La colonizzazione non è più un effetto collaterale dell’occupazione: è diventata il suo scopo politico.
Si chiama “israelizzazione” di Gerusalemme Est e della Cisgiordania: appropriazione graduale, cancellazione dell’identità palestinese, imposizione di un regime di controllo economico e militare che priva i palestinesi di acqua, terra e libertà.
Una crisi morale oltre che politica
La guerra a Gaza ha oscurato mediaticamente la Cisgiordania, ma lì si sta consumando una tragedia silenziosa.
Ogni arresto arbitrario, ogni demolizione, ogni ulivo sradicato non è solo un atto di violenza: è un passo verso la normalizzazione dell’ingiustizia.
L’idea stessa dei “due Stati per due popoli” — pilastro della diplomazia internazionale — si sta dissolvendo nel silenzio complice dell’Occidente.
L’Europa condanna a parole, ma continua a commerciare; gli Stati Uniti ammoniscono, ma forniscono armi; la comunità internazionale osserva, impotente o distratta.
E intanto, la popolazione palestinese vive tra check-point e filo spinato, tra l’angoscia della notte e la precarietà del giorno.
La voce della Chiesa e la domanda che brucia
Il cardinale Parolin, con la sobrietà che lo contraddistingue, ha ricordato che “la violenza non può mai essere giustificata in nome di Dio”.
Eppure, la violenza quotidiana che si consuma in Cisgiordania viene spesso coperta proprio da un linguaggio religioso.
È qui che il cristianesimo ha il dovere di ricordare che la terra promessa non appartiene a chi la conquista, ma a chi la custodisce.

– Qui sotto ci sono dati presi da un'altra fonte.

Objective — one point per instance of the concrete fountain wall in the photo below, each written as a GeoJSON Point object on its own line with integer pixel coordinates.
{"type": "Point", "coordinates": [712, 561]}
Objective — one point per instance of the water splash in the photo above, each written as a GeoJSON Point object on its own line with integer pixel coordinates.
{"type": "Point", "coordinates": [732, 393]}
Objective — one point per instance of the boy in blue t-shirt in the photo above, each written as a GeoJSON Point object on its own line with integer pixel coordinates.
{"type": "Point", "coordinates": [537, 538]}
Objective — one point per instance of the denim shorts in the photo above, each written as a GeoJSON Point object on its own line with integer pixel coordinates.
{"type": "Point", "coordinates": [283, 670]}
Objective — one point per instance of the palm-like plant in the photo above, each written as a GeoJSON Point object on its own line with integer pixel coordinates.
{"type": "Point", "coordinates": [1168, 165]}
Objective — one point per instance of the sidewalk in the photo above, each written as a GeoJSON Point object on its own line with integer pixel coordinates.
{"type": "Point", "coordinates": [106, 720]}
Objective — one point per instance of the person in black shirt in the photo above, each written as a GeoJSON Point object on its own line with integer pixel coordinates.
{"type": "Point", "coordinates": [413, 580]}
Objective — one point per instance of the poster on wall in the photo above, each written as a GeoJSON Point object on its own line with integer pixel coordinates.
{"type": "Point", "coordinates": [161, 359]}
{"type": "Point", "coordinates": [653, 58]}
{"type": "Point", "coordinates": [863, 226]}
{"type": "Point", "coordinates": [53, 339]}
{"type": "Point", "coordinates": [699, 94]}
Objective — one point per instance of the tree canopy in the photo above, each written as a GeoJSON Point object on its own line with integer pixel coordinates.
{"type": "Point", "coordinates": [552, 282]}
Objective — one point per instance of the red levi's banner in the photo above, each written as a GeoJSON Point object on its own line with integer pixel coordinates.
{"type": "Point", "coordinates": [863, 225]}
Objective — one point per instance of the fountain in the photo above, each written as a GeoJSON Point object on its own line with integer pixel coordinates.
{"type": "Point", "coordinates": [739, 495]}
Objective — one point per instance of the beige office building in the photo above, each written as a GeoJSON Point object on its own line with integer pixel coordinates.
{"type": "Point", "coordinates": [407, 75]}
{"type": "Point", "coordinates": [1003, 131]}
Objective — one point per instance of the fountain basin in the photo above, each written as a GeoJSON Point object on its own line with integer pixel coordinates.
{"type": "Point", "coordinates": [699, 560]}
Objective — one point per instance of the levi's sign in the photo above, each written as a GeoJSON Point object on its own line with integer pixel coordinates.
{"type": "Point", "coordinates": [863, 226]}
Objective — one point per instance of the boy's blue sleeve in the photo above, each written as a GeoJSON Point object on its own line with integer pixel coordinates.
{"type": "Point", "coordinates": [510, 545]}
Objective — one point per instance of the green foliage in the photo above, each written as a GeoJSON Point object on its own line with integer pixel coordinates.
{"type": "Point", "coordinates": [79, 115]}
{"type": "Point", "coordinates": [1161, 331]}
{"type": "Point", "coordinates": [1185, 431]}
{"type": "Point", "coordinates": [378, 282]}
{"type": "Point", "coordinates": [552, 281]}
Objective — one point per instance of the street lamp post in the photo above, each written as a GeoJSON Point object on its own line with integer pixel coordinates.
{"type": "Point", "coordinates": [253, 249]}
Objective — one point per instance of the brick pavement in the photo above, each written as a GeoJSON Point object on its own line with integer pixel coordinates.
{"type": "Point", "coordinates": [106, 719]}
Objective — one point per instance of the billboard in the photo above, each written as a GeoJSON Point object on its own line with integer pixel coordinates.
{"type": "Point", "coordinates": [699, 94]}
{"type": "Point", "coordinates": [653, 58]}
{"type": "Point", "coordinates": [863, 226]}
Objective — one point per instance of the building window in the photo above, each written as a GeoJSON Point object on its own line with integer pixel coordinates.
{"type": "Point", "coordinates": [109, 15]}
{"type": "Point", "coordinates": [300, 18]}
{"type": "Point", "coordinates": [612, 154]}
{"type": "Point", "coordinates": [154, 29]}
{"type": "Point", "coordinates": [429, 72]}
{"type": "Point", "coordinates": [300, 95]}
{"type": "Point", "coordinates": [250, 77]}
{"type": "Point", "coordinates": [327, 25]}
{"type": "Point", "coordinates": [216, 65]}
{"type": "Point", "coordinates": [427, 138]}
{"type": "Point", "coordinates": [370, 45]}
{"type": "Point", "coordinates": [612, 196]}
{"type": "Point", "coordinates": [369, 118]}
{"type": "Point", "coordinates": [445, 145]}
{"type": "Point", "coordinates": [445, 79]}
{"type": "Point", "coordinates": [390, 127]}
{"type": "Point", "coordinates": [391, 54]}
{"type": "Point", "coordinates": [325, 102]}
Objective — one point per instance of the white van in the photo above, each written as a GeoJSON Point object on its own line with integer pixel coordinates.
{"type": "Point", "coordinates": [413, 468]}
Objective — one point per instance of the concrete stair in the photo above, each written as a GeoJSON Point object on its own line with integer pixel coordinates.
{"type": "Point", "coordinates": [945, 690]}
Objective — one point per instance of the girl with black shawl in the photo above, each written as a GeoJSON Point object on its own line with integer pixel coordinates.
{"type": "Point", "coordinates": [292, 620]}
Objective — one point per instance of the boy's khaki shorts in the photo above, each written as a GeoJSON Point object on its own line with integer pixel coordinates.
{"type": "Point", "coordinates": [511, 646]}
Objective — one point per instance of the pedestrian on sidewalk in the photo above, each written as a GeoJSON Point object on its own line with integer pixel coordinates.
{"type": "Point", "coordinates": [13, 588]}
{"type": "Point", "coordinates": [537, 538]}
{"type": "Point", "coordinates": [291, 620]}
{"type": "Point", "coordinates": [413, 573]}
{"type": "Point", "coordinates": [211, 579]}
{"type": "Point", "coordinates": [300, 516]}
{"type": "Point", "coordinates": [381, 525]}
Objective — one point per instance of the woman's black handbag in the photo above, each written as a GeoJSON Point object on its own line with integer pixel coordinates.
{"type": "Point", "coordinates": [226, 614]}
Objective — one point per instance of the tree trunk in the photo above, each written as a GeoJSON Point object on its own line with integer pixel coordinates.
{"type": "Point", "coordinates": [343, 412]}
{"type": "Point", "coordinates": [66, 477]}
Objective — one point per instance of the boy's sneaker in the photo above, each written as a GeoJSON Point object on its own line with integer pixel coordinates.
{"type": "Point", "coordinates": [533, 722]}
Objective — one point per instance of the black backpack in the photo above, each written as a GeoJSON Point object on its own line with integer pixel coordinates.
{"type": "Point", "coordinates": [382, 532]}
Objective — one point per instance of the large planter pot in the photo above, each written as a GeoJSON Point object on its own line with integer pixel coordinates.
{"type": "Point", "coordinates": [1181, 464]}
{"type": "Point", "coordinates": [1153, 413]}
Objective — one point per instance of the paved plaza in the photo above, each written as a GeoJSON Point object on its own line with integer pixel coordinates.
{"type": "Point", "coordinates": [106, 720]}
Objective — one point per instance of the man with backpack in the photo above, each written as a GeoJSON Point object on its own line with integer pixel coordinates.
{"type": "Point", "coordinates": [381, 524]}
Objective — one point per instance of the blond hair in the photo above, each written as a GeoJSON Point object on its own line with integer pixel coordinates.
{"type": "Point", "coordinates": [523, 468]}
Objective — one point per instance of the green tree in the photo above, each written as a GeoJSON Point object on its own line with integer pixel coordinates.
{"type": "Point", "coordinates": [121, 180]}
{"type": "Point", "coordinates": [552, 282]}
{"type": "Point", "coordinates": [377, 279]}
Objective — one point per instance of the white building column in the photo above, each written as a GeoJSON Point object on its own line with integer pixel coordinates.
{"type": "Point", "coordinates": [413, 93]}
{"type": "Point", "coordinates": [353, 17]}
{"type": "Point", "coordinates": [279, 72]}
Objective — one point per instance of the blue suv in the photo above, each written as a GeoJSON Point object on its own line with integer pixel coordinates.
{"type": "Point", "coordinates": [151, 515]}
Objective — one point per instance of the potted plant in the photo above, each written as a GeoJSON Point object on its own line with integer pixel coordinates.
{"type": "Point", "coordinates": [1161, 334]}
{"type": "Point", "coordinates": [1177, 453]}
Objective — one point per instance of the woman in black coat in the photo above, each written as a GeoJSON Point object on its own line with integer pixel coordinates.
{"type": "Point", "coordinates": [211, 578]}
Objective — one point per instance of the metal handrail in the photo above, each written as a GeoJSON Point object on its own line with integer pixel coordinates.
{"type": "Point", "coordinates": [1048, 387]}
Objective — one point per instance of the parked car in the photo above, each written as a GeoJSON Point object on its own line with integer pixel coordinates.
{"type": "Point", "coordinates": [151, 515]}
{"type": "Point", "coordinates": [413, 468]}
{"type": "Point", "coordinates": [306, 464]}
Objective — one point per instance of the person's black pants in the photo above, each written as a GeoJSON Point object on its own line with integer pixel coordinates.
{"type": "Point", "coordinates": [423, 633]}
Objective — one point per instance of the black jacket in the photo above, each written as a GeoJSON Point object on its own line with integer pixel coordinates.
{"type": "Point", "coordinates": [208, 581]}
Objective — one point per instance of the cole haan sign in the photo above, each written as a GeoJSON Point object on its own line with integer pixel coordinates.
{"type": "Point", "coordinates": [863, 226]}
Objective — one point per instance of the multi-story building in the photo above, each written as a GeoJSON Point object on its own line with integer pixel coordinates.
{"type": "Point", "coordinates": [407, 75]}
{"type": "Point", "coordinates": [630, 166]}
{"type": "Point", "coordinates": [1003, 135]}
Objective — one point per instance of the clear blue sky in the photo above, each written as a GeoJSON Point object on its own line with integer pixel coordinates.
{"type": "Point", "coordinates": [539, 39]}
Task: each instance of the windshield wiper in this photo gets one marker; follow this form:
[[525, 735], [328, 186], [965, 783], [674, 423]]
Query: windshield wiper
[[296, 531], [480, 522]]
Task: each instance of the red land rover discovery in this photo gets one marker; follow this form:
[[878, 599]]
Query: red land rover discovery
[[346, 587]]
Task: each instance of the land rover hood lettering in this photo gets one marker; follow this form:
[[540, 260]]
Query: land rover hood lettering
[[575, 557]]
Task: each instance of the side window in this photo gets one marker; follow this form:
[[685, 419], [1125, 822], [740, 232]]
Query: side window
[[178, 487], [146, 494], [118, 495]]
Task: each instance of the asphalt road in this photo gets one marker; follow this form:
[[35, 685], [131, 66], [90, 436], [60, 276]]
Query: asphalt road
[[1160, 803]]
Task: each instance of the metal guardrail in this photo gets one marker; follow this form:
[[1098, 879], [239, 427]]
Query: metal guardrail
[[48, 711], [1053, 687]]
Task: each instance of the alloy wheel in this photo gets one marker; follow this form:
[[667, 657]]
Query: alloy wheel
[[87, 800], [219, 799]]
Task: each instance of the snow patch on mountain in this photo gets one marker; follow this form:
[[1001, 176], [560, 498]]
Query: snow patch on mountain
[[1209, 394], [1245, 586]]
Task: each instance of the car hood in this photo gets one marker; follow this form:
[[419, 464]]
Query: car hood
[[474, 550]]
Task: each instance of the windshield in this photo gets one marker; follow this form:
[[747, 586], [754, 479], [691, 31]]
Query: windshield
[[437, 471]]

La Chiesa, da Papa Francesco a Papa Leone XIV, ha ribadito che la dignità della persona viene prima di ogni frontiera, e che i popoli oppressi hanno diritto alla libertà.
La pace non nascerà da un annessione, ma da un riconoscimento: quello che vede nell’altro non un nemico, ma un fratello.
La Cisgiordania come ferita del mondo
La Cisgiordania è oggi il cuore della contraddizione israeliana: vuole essere democrazia e potenza occupante allo stesso tempo.
Ma una democrazia che nega libertà a un intero popolo è una contraddizione vivente.
La tentazione dell’annessione non è solo un errore politico: è una deriva morale che allontana Israele dalla sua stessa promessa di giustizia.
Finché il mondo non avrà il coraggio di dire che l’occupazione è il nome moderno della schiavitù, continueremo a contare vittime e a firmare accordi destinati a fallire.
E il giorno in cui la Cisgiordania sarà ufficialmente annessa, non sarà solo la Palestina ad aver perso la libertà: sarà l’intera umanità ad aver perso la propria coscienza.